The recent decision by Transport for London (TfL) not to renew Uber’s license to operate in London comes after TfL became dissatisfied with attempts by the ride-hailing service to address concerns over safety, having previously revoked Uber’s license in September 2017.
Following the news, Uber’s share price fell by almost 6%, taking the firm close to a record low.
TfL said that 43 unlicensed drivers, some of which were banned by Uber, have accessed the platform by uploading photos to different accounts and driven over 14,000 trips.
Uber claims to have implemented technical fixes to resolve these issues and plans to implement facial recognition technology, a feature other London ride-hailing services currently cannot offer.
Despite this, TfL is taking a tough stance potentially damaging Uber’s business and reputation. As it stands, Uber has a 21-day period to appeal and can continue to operate until the process has been finalised.
London is one of the five major cities for Uber, along with Los Angeles, New York, San Francisco and São Paulo. 24% of sales come from these markets alone.
The UK capital is the key driver of revenue for Europe so this ruling will directly impact on the firm’s operating results.
London mayor, Sadiq Khan, came out in support of the ruling citing a “pattern of failure by Uber” and an inability to keep Londoners safe.
Uber CEO, Dara Khosrowhahai, has accepted the importance of regulation for Uber and stressed the firm has fundamentally changed its operations in London to comply with TfL guidelines.
In September 2019, the Chief Magistrate considered Uber had undergone a significant improvement of its operations, and in May 2019, Uber made TfL aware of the identification issues.
Considering these circumstances an outright repeal seems harsh.
The authorities seem intent on upholding this verdict, leaving the courts to make the final decision.
Should the court appeal fail, the departure of Uber from London will open the way for rivals to occupy the market.
Competition from ride-hailing firms, such as Estonian start-up Bolt and French rival Kapten, will look to seize market share but must be wary of potential TfL sanctions. Also if upheld, the verdict could lead to heightened international distrust of Uber.
The other big winner should Uber fall are London’s black cab services.
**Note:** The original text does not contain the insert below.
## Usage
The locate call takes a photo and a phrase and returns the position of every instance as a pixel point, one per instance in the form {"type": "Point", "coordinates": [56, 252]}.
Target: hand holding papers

Jim Kelly, chair of Unite Union’s London and Eastern cab section believed the ruling was in the best interests of drivers, declaring Uber was “driving down standards”. However, James Farrar, of the IWGB Union, highlighted the damaging effects on Uber’s 45,000 drivers, such as unemployment causing difficulty for drivers to meet lease payments.
As black cabs remain extortionately priced, blocking Uber services will also be damaging for the consumer. Taxi unions have previously helped put an end to Uber in other countries, notably Bulgaria and Hungary.
That London will go down this route remains to be seen but Uber’s exit from London would be hugely significant for the industry.